Two investors who lost more than $2.4 million investing with failed financier Bernard Madoff sued the U.S. Securities and Exchange Commission Wednesday, blaming the agency for failing to detect the epic multi-decade fraud that involved tens of billions of dollars.
Investors Phyllis Molchatsky, a disabled retiree, and Dr. Steven Schneider, filed the lawsuit in U.S. District Court in Manhattan.
The lawsuit said the SEC had ''countless opportunities to stop the Ponzi scheme Madoff operated over 16 years, and botched all of them.'' The lawsuit said the SEC directly caused the investors to lose their investment.
SEC spokesman John Heine said Wednesday that the SEC would contest the lawsuit.
''Based on our initial understanding of the matter, we believe there is no merit to the complaint,'' he said.
Attorney Howard R. Elisofon, representing Molchatsky and Schneider, said the lawsuit was the first lawsuit filed on behalf of Madoff investors against the SEC.

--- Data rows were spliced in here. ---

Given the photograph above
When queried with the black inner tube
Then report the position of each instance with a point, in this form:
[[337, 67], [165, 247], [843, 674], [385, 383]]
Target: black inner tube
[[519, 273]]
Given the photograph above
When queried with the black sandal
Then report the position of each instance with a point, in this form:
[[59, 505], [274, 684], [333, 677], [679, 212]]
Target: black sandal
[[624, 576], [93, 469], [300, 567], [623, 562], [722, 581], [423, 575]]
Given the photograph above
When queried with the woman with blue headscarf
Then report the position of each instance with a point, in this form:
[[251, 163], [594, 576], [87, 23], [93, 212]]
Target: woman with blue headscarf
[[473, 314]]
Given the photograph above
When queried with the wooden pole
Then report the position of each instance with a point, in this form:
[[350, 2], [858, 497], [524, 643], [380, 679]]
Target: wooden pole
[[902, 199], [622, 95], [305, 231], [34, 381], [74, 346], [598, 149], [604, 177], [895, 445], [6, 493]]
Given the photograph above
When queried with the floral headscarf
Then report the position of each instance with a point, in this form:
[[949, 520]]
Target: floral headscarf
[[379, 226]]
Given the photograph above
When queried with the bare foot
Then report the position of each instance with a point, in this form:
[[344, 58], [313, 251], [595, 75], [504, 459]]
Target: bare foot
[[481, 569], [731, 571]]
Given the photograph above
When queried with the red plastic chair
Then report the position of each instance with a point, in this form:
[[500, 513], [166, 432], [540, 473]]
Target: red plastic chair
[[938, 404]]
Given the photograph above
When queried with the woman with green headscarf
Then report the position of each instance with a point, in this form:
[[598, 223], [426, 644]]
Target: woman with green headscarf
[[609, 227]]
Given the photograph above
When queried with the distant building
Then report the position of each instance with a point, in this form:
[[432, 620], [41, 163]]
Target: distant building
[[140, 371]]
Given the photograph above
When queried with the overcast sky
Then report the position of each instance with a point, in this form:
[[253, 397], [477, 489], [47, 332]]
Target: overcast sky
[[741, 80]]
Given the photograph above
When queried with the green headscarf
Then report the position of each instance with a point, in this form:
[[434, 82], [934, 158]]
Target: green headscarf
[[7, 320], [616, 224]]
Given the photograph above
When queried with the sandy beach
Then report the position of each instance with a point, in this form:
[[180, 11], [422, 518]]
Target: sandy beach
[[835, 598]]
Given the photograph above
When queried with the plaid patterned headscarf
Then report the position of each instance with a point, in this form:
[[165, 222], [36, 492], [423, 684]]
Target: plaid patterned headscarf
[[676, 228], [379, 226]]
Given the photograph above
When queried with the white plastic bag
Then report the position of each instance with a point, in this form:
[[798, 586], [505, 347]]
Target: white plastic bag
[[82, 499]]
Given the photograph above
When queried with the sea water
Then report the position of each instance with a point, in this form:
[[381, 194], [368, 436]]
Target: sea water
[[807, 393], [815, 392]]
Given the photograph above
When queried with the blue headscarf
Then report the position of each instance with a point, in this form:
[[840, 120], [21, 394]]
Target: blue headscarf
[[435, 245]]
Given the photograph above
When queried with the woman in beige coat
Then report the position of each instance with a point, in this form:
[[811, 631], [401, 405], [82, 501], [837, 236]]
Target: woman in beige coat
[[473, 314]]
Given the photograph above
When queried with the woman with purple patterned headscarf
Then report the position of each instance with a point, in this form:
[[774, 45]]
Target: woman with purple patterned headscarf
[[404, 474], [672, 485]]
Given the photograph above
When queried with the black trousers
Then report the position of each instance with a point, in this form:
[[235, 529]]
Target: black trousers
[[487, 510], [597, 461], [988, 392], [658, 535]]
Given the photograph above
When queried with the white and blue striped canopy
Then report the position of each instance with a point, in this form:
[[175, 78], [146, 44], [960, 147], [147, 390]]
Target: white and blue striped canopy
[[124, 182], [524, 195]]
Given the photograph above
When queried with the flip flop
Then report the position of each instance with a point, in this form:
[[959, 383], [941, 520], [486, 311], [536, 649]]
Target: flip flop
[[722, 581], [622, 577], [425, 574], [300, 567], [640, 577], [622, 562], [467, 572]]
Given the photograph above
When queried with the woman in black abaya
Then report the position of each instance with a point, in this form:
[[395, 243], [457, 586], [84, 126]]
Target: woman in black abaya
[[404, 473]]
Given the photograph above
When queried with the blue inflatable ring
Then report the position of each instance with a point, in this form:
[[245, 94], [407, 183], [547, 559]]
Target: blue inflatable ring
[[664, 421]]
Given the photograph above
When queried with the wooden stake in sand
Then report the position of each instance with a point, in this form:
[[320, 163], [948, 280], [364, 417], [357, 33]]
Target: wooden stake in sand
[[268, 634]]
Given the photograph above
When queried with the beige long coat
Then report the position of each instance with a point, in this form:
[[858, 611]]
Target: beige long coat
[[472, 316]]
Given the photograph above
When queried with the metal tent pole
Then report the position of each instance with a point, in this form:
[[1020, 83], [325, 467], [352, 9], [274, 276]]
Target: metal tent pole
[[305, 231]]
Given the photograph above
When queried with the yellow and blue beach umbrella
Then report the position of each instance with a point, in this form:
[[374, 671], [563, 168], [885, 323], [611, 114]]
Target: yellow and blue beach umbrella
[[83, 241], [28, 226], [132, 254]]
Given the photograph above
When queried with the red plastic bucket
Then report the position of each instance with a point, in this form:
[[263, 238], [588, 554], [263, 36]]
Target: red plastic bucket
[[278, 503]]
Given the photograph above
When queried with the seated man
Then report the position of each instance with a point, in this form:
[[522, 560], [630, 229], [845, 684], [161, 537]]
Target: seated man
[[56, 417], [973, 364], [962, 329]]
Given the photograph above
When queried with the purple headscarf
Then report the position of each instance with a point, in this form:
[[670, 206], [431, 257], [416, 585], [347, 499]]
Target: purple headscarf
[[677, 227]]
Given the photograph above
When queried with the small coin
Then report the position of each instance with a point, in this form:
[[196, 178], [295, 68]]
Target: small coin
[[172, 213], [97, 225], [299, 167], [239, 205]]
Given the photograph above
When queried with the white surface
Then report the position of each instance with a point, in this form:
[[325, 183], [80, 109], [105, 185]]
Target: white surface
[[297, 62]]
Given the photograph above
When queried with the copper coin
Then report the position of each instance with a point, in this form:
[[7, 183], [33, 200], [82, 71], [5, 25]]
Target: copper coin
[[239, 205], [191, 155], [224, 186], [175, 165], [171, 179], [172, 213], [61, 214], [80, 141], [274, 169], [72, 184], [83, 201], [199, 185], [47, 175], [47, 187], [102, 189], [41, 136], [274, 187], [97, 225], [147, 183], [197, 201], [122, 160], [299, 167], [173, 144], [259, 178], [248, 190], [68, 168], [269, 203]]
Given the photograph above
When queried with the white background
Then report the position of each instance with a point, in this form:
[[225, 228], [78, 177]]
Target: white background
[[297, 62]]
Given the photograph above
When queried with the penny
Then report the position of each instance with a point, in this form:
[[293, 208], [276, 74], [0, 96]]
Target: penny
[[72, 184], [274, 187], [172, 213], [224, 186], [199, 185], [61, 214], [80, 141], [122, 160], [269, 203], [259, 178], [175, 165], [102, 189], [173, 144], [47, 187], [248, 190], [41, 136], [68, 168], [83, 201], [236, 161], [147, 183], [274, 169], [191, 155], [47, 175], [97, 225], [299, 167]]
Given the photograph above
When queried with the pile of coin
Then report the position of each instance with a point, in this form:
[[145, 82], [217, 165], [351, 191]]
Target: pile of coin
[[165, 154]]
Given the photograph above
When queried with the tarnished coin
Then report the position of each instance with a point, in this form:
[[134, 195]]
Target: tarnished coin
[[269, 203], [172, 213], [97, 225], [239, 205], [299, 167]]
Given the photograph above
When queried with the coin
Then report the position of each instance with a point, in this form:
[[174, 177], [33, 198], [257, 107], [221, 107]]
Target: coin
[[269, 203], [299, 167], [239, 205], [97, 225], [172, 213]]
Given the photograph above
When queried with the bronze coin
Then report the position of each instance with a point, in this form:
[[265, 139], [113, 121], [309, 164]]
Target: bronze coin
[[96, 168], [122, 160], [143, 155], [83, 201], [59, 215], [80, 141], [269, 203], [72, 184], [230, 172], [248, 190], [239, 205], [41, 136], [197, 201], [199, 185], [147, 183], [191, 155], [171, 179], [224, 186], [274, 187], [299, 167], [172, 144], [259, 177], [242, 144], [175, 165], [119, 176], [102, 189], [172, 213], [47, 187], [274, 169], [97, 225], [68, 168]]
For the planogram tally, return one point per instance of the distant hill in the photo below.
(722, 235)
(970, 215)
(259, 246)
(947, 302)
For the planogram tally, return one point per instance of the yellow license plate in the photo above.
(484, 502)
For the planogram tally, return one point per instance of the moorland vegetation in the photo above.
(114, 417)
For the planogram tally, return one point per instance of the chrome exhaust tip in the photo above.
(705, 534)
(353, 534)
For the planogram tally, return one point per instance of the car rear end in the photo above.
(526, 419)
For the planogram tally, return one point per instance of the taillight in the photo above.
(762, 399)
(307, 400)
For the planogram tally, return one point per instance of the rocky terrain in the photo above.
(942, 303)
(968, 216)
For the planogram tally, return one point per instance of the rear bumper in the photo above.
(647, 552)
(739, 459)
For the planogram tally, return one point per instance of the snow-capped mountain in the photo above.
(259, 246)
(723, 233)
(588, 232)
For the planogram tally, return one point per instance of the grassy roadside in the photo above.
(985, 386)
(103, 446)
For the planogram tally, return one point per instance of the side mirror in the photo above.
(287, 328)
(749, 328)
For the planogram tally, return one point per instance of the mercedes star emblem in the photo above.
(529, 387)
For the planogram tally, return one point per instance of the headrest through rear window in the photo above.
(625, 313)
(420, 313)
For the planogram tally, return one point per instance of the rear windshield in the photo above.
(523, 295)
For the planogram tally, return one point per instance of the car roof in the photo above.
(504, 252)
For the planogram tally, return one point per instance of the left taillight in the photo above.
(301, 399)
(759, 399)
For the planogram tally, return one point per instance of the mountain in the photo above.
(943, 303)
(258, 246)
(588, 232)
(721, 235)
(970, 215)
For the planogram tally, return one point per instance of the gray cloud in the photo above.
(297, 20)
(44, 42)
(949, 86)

''Instead of watching the backs of Ms. Molchatsky and Dr. Schneider and the backs of the other investors, the SEC -- through its negligence -- was effectively watching Bernie Madoff's back,'' Elisofon said in a statement. ''Now it is time for the SEC to be held accountable and for the federal government to do what the law says it must do: compensate the victims for its negligence.''
The SEC has faced heavy criticism for not discovering the multibillion-dollar fraud since it was revealed last December, when Madoff was arrested after confessing the fraud to his sons. He is serving a 150-year prison sentence after pleading guilty to fraud charges.